# Thinkpad R61i Lüfter sehr laut



## Johannes7146 (31. Juli 2010)

Hallo zusammen,
habe ein Problem mit meinem Lüfter meines Laptops (Thinkpad R61i).
Mich stört es prinzipiell nicht, dass der Lüfter läuft und ei wenig Geräusche von sich gibt.
Damals habe ich mich für ein thinkpad entschieden, da dort der Lüfter kaum hörbar war.

Doch ich hab den Laptop viel mit im Bett gehabt (Staub).
Der Lüfter wurde nach und nach immer lauter.
Mitlerweile rattert er richtig (Lagerschaden?).

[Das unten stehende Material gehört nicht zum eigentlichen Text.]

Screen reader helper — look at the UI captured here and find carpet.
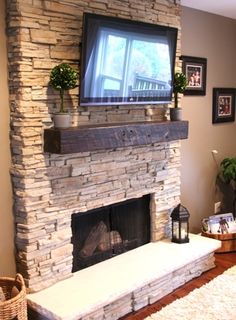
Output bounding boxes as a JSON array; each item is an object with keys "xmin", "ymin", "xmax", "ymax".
[{"xmin": 145, "ymin": 266, "xmax": 236, "ymax": 320}]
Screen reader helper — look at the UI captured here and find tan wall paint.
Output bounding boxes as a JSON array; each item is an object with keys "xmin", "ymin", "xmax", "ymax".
[
  {"xmin": 181, "ymin": 7, "xmax": 236, "ymax": 232},
  {"xmin": 0, "ymin": 0, "xmax": 15, "ymax": 276}
]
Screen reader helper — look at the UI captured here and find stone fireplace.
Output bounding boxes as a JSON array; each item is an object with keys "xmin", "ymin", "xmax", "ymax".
[
  {"xmin": 72, "ymin": 195, "xmax": 150, "ymax": 272},
  {"xmin": 6, "ymin": 0, "xmax": 186, "ymax": 291}
]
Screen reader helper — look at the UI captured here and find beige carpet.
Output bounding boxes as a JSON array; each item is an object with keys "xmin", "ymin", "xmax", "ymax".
[{"xmin": 145, "ymin": 266, "xmax": 236, "ymax": 320}]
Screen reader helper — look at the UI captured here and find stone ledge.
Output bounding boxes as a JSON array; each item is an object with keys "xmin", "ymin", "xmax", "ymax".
[
  {"xmin": 27, "ymin": 234, "xmax": 220, "ymax": 320},
  {"xmin": 44, "ymin": 121, "xmax": 188, "ymax": 154}
]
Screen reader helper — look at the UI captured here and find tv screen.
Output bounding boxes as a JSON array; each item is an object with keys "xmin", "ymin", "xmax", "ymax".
[{"xmin": 80, "ymin": 13, "xmax": 177, "ymax": 106}]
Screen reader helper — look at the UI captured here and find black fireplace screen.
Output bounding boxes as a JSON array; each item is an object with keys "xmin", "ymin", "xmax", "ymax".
[{"xmin": 72, "ymin": 195, "xmax": 150, "ymax": 272}]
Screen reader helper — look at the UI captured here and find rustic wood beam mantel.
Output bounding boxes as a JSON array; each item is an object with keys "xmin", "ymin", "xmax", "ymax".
[{"xmin": 44, "ymin": 121, "xmax": 188, "ymax": 154}]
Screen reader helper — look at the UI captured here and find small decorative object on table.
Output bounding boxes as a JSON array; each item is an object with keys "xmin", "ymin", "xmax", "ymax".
[
  {"xmin": 0, "ymin": 273, "xmax": 28, "ymax": 320},
  {"xmin": 171, "ymin": 204, "xmax": 190, "ymax": 243},
  {"xmin": 50, "ymin": 63, "xmax": 78, "ymax": 128}
]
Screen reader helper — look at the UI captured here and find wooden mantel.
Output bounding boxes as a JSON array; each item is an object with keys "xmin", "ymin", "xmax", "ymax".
[{"xmin": 44, "ymin": 121, "xmax": 188, "ymax": 154}]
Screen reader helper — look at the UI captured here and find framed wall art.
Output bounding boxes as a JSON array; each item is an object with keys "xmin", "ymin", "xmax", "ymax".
[
  {"xmin": 181, "ymin": 56, "xmax": 207, "ymax": 96},
  {"xmin": 212, "ymin": 88, "xmax": 235, "ymax": 123}
]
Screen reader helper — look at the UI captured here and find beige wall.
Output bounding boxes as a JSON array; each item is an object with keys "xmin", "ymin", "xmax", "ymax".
[
  {"xmin": 0, "ymin": 0, "xmax": 15, "ymax": 276},
  {"xmin": 181, "ymin": 7, "xmax": 236, "ymax": 232}
]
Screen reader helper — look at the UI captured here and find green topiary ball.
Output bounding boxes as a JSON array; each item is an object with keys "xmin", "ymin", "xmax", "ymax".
[{"xmin": 50, "ymin": 63, "xmax": 78, "ymax": 91}]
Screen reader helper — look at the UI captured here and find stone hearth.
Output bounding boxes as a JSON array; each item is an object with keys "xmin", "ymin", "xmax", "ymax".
[{"xmin": 28, "ymin": 235, "xmax": 220, "ymax": 320}]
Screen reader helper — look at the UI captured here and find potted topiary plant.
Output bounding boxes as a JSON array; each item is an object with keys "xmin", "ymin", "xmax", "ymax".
[
  {"xmin": 50, "ymin": 63, "xmax": 78, "ymax": 128},
  {"xmin": 217, "ymin": 158, "xmax": 236, "ymax": 218},
  {"xmin": 170, "ymin": 72, "xmax": 188, "ymax": 121}
]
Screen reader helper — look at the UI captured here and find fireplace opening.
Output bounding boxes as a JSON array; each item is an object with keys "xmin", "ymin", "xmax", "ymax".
[{"xmin": 71, "ymin": 195, "xmax": 150, "ymax": 272}]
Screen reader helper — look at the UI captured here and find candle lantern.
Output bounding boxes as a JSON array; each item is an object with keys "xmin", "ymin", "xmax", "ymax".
[{"xmin": 171, "ymin": 204, "xmax": 190, "ymax": 243}]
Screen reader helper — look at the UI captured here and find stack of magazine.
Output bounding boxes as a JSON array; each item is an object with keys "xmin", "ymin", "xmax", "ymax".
[{"xmin": 202, "ymin": 213, "xmax": 236, "ymax": 234}]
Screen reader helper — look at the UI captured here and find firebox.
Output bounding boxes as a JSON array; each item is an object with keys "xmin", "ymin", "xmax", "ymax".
[{"xmin": 72, "ymin": 195, "xmax": 150, "ymax": 272}]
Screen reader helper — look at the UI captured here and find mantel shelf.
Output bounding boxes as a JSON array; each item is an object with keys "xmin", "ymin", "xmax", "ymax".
[{"xmin": 44, "ymin": 121, "xmax": 188, "ymax": 154}]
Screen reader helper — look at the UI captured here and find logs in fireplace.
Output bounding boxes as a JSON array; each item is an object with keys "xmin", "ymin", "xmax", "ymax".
[{"xmin": 72, "ymin": 195, "xmax": 150, "ymax": 272}]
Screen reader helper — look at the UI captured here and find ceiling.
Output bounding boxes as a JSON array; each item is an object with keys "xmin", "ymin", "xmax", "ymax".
[{"xmin": 181, "ymin": 0, "xmax": 236, "ymax": 19}]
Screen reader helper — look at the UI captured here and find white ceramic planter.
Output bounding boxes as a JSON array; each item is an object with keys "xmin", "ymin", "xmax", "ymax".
[
  {"xmin": 53, "ymin": 113, "xmax": 71, "ymax": 129},
  {"xmin": 170, "ymin": 108, "xmax": 182, "ymax": 121}
]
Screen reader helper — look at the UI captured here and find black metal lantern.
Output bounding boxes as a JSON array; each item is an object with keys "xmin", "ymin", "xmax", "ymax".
[{"xmin": 171, "ymin": 204, "xmax": 190, "ymax": 243}]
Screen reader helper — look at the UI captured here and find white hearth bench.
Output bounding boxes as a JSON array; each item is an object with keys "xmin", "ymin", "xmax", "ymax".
[{"xmin": 27, "ymin": 234, "xmax": 221, "ymax": 320}]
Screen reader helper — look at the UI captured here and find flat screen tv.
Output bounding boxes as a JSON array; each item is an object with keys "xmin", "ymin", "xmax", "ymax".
[{"xmin": 80, "ymin": 13, "xmax": 177, "ymax": 106}]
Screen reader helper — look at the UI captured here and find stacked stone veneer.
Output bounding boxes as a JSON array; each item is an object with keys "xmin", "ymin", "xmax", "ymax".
[{"xmin": 7, "ymin": 0, "xmax": 183, "ymax": 291}]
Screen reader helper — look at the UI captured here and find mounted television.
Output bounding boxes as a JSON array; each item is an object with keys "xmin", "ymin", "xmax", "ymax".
[{"xmin": 80, "ymin": 13, "xmax": 177, "ymax": 106}]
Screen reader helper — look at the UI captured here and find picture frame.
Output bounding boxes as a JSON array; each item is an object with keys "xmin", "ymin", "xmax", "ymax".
[
  {"xmin": 208, "ymin": 212, "xmax": 236, "ymax": 234},
  {"xmin": 212, "ymin": 88, "xmax": 235, "ymax": 123},
  {"xmin": 180, "ymin": 56, "xmax": 207, "ymax": 96}
]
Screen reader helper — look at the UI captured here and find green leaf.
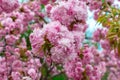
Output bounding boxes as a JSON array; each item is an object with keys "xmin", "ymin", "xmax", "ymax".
[{"xmin": 40, "ymin": 64, "xmax": 48, "ymax": 77}]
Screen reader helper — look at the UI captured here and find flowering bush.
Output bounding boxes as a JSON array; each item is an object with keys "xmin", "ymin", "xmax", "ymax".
[{"xmin": 0, "ymin": 0, "xmax": 120, "ymax": 80}]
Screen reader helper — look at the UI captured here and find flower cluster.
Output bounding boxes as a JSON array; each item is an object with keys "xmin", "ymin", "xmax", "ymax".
[{"xmin": 0, "ymin": 0, "xmax": 120, "ymax": 80}]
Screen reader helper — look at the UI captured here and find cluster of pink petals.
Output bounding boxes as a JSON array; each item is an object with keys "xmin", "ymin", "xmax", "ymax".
[{"xmin": 0, "ymin": 0, "xmax": 19, "ymax": 13}]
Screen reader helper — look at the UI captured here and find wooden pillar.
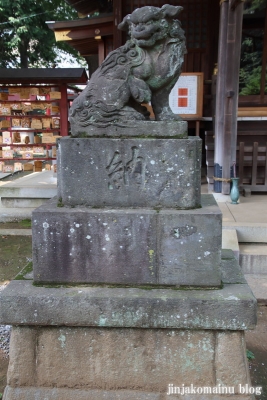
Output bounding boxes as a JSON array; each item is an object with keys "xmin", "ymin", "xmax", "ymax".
[
  {"xmin": 97, "ymin": 37, "xmax": 105, "ymax": 65},
  {"xmin": 214, "ymin": 0, "xmax": 243, "ymax": 194},
  {"xmin": 60, "ymin": 83, "xmax": 69, "ymax": 136},
  {"xmin": 260, "ymin": 6, "xmax": 267, "ymax": 103}
]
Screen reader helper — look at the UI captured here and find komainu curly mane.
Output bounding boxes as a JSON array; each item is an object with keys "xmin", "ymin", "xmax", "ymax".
[{"xmin": 70, "ymin": 5, "xmax": 186, "ymax": 136}]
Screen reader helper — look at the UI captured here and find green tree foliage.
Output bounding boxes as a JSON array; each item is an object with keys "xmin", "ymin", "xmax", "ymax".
[
  {"xmin": 239, "ymin": 0, "xmax": 267, "ymax": 95},
  {"xmin": 0, "ymin": 0, "xmax": 85, "ymax": 68}
]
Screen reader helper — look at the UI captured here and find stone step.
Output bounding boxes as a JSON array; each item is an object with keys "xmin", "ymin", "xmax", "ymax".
[
  {"xmin": 245, "ymin": 274, "xmax": 267, "ymax": 305},
  {"xmin": 222, "ymin": 229, "xmax": 239, "ymax": 260},
  {"xmin": 239, "ymin": 243, "xmax": 267, "ymax": 274},
  {"xmin": 0, "ymin": 171, "xmax": 57, "ymax": 208}
]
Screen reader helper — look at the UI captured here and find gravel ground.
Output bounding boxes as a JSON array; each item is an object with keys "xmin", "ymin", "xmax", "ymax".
[{"xmin": 0, "ymin": 285, "xmax": 11, "ymax": 357}]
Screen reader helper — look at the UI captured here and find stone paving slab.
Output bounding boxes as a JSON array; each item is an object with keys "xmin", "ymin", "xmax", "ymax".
[
  {"xmin": 4, "ymin": 386, "xmax": 254, "ymax": 400},
  {"xmin": 245, "ymin": 274, "xmax": 267, "ymax": 305}
]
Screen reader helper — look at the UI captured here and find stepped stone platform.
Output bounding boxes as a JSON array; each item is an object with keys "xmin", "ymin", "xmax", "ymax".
[{"xmin": 0, "ymin": 250, "xmax": 256, "ymax": 400}]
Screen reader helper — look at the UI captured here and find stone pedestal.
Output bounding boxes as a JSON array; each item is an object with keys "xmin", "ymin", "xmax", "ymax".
[
  {"xmin": 32, "ymin": 195, "xmax": 222, "ymax": 287},
  {"xmin": 58, "ymin": 137, "xmax": 202, "ymax": 209},
  {"xmin": 0, "ymin": 122, "xmax": 256, "ymax": 400},
  {"xmin": 0, "ymin": 251, "xmax": 256, "ymax": 400}
]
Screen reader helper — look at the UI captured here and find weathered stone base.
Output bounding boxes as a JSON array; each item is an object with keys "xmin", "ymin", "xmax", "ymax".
[
  {"xmin": 3, "ymin": 386, "xmax": 254, "ymax": 400},
  {"xmin": 57, "ymin": 136, "xmax": 202, "ymax": 209},
  {"xmin": 32, "ymin": 195, "xmax": 222, "ymax": 287},
  {"xmin": 4, "ymin": 326, "xmax": 255, "ymax": 400}
]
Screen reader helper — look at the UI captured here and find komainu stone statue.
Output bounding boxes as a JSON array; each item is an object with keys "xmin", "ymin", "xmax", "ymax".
[{"xmin": 70, "ymin": 4, "xmax": 186, "ymax": 136}]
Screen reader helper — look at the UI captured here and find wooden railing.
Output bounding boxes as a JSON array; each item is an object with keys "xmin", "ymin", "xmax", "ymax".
[
  {"xmin": 205, "ymin": 131, "xmax": 267, "ymax": 194},
  {"xmin": 237, "ymin": 142, "xmax": 267, "ymax": 192}
]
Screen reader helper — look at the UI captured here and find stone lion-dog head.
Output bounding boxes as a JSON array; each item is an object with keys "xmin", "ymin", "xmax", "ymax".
[{"xmin": 70, "ymin": 5, "xmax": 186, "ymax": 136}]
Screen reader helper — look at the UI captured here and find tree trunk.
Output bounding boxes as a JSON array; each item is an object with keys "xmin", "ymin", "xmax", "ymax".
[{"xmin": 19, "ymin": 39, "xmax": 29, "ymax": 68}]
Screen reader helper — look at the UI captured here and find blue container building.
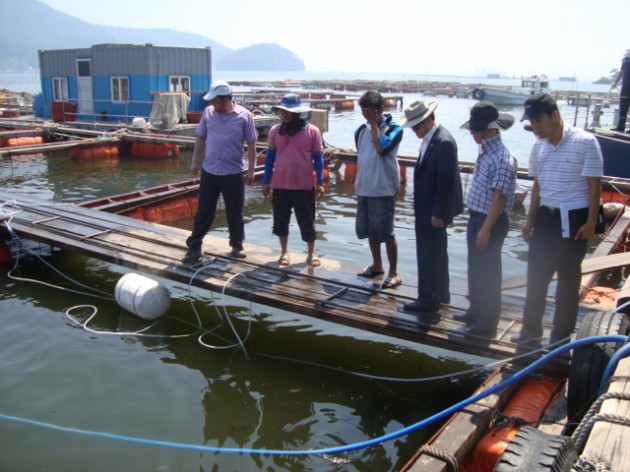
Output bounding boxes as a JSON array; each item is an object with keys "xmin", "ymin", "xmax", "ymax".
[{"xmin": 35, "ymin": 44, "xmax": 212, "ymax": 122}]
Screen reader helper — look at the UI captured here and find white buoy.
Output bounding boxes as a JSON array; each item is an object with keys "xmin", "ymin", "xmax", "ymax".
[
  {"xmin": 131, "ymin": 116, "xmax": 149, "ymax": 129},
  {"xmin": 116, "ymin": 272, "xmax": 171, "ymax": 320}
]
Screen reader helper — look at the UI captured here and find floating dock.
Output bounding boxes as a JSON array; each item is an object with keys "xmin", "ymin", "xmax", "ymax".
[{"xmin": 0, "ymin": 192, "xmax": 612, "ymax": 359}]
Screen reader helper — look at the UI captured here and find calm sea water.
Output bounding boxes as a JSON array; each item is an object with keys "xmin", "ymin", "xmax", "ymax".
[{"xmin": 0, "ymin": 71, "xmax": 612, "ymax": 471}]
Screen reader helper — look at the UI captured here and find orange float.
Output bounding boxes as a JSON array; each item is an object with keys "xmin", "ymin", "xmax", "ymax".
[
  {"xmin": 142, "ymin": 205, "xmax": 164, "ymax": 223},
  {"xmin": 313, "ymin": 168, "xmax": 330, "ymax": 184},
  {"xmin": 131, "ymin": 141, "xmax": 179, "ymax": 159},
  {"xmin": 122, "ymin": 208, "xmax": 144, "ymax": 220},
  {"xmin": 459, "ymin": 380, "xmax": 562, "ymax": 472},
  {"xmin": 1, "ymin": 136, "xmax": 44, "ymax": 147},
  {"xmin": 0, "ymin": 243, "xmax": 13, "ymax": 264},
  {"xmin": 1, "ymin": 108, "xmax": 20, "ymax": 118},
  {"xmin": 70, "ymin": 144, "xmax": 118, "ymax": 160}
]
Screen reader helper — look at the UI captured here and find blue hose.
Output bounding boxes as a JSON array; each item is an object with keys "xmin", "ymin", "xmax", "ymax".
[
  {"xmin": 0, "ymin": 335, "xmax": 630, "ymax": 456},
  {"xmin": 599, "ymin": 338, "xmax": 630, "ymax": 395}
]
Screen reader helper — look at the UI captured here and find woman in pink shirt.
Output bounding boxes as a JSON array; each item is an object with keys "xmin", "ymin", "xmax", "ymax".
[{"xmin": 262, "ymin": 94, "xmax": 324, "ymax": 267}]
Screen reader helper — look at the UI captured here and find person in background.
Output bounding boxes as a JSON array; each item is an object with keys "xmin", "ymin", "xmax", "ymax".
[
  {"xmin": 460, "ymin": 101, "xmax": 518, "ymax": 338},
  {"xmin": 262, "ymin": 94, "xmax": 324, "ymax": 267},
  {"xmin": 401, "ymin": 101, "xmax": 464, "ymax": 312},
  {"xmin": 354, "ymin": 90, "xmax": 403, "ymax": 289},
  {"xmin": 183, "ymin": 82, "xmax": 256, "ymax": 264},
  {"xmin": 512, "ymin": 93, "xmax": 603, "ymax": 345},
  {"xmin": 610, "ymin": 49, "xmax": 630, "ymax": 132}
]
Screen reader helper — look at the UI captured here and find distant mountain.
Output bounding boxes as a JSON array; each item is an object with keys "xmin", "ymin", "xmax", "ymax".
[{"xmin": 0, "ymin": 0, "xmax": 304, "ymax": 72}]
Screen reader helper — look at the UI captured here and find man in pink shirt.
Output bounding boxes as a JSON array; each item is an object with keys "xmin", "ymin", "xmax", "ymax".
[
  {"xmin": 184, "ymin": 82, "xmax": 256, "ymax": 264},
  {"xmin": 262, "ymin": 94, "xmax": 324, "ymax": 267}
]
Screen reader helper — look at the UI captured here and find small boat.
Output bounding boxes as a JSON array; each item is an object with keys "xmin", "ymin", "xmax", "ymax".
[
  {"xmin": 589, "ymin": 128, "xmax": 630, "ymax": 179},
  {"xmin": 471, "ymin": 75, "xmax": 549, "ymax": 106}
]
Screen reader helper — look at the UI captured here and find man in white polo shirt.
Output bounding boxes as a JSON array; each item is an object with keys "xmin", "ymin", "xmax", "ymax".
[{"xmin": 512, "ymin": 93, "xmax": 603, "ymax": 345}]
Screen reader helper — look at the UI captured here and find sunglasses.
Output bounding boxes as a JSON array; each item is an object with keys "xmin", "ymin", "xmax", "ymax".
[{"xmin": 411, "ymin": 120, "xmax": 425, "ymax": 131}]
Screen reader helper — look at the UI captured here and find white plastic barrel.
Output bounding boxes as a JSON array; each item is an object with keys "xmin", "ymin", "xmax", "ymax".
[{"xmin": 116, "ymin": 272, "xmax": 171, "ymax": 320}]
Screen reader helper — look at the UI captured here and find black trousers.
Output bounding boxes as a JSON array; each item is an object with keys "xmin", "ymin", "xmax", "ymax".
[
  {"xmin": 271, "ymin": 189, "xmax": 316, "ymax": 243},
  {"xmin": 186, "ymin": 170, "xmax": 245, "ymax": 249},
  {"xmin": 466, "ymin": 211, "xmax": 510, "ymax": 329},
  {"xmin": 617, "ymin": 90, "xmax": 630, "ymax": 128},
  {"xmin": 416, "ymin": 226, "xmax": 451, "ymax": 305},
  {"xmin": 523, "ymin": 206, "xmax": 587, "ymax": 339}
]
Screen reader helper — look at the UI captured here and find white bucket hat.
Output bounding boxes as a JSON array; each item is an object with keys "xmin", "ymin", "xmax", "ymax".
[
  {"xmin": 399, "ymin": 100, "xmax": 439, "ymax": 128},
  {"xmin": 203, "ymin": 82, "xmax": 232, "ymax": 102}
]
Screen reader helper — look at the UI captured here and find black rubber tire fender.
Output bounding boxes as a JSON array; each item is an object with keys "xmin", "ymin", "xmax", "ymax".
[
  {"xmin": 567, "ymin": 311, "xmax": 630, "ymax": 424},
  {"xmin": 473, "ymin": 89, "xmax": 486, "ymax": 100},
  {"xmin": 494, "ymin": 426, "xmax": 578, "ymax": 472}
]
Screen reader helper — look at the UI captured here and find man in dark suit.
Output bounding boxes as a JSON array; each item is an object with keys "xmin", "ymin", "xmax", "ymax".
[{"xmin": 401, "ymin": 101, "xmax": 464, "ymax": 312}]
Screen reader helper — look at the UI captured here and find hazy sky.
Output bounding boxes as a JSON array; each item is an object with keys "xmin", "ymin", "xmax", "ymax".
[{"xmin": 41, "ymin": 0, "xmax": 630, "ymax": 80}]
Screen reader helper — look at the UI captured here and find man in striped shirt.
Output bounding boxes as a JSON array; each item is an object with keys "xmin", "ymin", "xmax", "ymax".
[
  {"xmin": 512, "ymin": 93, "xmax": 603, "ymax": 345},
  {"xmin": 453, "ymin": 101, "xmax": 518, "ymax": 338}
]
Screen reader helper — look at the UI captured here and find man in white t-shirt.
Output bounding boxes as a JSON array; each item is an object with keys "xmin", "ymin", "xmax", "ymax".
[{"xmin": 512, "ymin": 93, "xmax": 603, "ymax": 345}]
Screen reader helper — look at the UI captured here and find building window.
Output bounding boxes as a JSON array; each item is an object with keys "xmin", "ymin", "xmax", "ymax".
[
  {"xmin": 112, "ymin": 77, "xmax": 129, "ymax": 102},
  {"xmin": 53, "ymin": 77, "xmax": 68, "ymax": 102},
  {"xmin": 168, "ymin": 75, "xmax": 190, "ymax": 92}
]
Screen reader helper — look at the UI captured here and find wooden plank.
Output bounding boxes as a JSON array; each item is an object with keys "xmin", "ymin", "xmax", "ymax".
[{"xmin": 501, "ymin": 252, "xmax": 630, "ymax": 290}]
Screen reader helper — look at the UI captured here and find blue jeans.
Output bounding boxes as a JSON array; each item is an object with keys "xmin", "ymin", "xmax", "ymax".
[
  {"xmin": 416, "ymin": 226, "xmax": 451, "ymax": 305},
  {"xmin": 523, "ymin": 206, "xmax": 587, "ymax": 339},
  {"xmin": 186, "ymin": 170, "xmax": 245, "ymax": 249},
  {"xmin": 466, "ymin": 211, "xmax": 510, "ymax": 329}
]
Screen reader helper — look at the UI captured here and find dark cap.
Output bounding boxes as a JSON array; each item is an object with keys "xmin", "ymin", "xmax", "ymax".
[
  {"xmin": 521, "ymin": 93, "xmax": 558, "ymax": 121},
  {"xmin": 460, "ymin": 101, "xmax": 514, "ymax": 132}
]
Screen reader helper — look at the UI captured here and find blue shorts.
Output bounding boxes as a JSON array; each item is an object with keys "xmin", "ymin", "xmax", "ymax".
[{"xmin": 355, "ymin": 196, "xmax": 396, "ymax": 243}]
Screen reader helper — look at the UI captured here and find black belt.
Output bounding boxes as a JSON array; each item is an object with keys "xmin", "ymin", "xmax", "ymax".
[{"xmin": 540, "ymin": 205, "xmax": 560, "ymax": 215}]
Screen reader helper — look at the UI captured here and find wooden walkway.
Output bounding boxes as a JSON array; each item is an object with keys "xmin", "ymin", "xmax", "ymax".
[{"xmin": 0, "ymin": 192, "xmax": 604, "ymax": 359}]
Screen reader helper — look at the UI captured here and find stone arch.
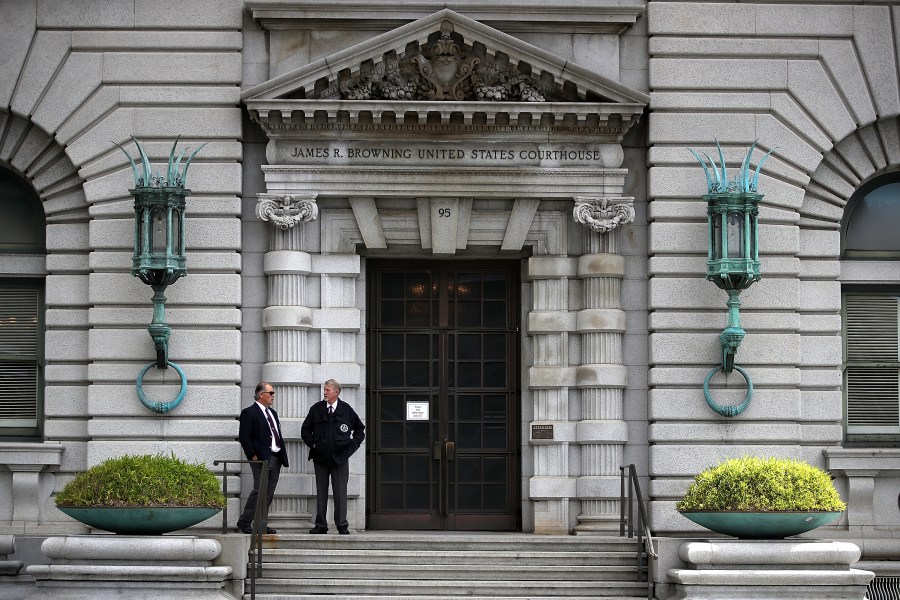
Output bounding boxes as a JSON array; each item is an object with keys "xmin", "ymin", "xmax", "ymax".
[
  {"xmin": 0, "ymin": 112, "xmax": 88, "ymax": 221},
  {"xmin": 800, "ymin": 117, "xmax": 900, "ymax": 230}
]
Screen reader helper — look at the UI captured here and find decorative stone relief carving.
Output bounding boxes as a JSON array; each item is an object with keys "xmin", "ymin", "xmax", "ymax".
[
  {"xmin": 256, "ymin": 194, "xmax": 319, "ymax": 230},
  {"xmin": 338, "ymin": 21, "xmax": 552, "ymax": 102},
  {"xmin": 572, "ymin": 196, "xmax": 634, "ymax": 233}
]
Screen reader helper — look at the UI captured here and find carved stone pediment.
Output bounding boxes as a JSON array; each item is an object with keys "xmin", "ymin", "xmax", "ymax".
[
  {"xmin": 243, "ymin": 9, "xmax": 649, "ymax": 136},
  {"xmin": 338, "ymin": 20, "xmax": 544, "ymax": 102}
]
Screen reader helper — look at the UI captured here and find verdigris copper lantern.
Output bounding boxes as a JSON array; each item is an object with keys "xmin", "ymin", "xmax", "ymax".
[
  {"xmin": 691, "ymin": 142, "xmax": 772, "ymax": 417},
  {"xmin": 116, "ymin": 137, "xmax": 206, "ymax": 413}
]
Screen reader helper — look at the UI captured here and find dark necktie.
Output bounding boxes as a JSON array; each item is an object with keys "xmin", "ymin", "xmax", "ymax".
[{"xmin": 266, "ymin": 410, "xmax": 284, "ymax": 448}]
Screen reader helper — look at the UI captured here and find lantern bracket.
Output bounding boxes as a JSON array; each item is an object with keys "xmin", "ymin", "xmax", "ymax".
[
  {"xmin": 703, "ymin": 365, "xmax": 753, "ymax": 417},
  {"xmin": 113, "ymin": 136, "xmax": 206, "ymax": 413},
  {"xmin": 688, "ymin": 140, "xmax": 775, "ymax": 417}
]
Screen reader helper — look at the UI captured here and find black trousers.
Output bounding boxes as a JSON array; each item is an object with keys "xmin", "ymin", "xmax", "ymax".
[
  {"xmin": 313, "ymin": 461, "xmax": 350, "ymax": 529},
  {"xmin": 238, "ymin": 450, "xmax": 283, "ymax": 527}
]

Meine Frage, was muss ich beim aufschrauben beachten? Am Desktop rechnern habe ich schon viel herumgeschraubt. An Laptops bisher garnicht.

Reicht ein reinigen des Lüfters?


----------



## regurge (31. Juli 2010)

hab selber auch 2 Thinkpads jedoch ältere T4x Versionen.
Du liegst schon richtig mit deiner Vermutung, es handelt sich wahrscheinlich um verschmutzung, schlimmstenfalls um einen Lagerschaden (Lüfter läuft unrund).

Bei den T4x Versionen öffnet man die Laptops durch aufschrauben der Schrauben auf der Rückseite -> welche du aufschrauben musst kann man im Handbuch nachlesen (Notfalls alle aufmachen, sich aber genau merken wo welche Schraube war da es unterschiedliche gibt)

Nun kommt der kritische Teil und zwar das öffnen ansich, du musst dazu das Keyboard entfernen und da es an einigen Stellen unter dem Gehäuse fixiert ist  muss man da etwas vorsichtig sein ... das entfernen des Lüfters bzw. das einbauen eines neuen sollte dann ein Kinderspiel sein ..> einfach den Netzstecker für die Stromzufuhr entfernen und der Lüfter sollte sich entfernen lassen


----------



## sheel (31. Juli 2010)

Also rattern sollte er sicher nicht.
Lauter werden kann er schon, da sollte entstauben reichen.
Aber der einzige ratternde Lüfter, den ich bis jetzt gesehen habe, war eine Minute später kapputt (war mein eigener )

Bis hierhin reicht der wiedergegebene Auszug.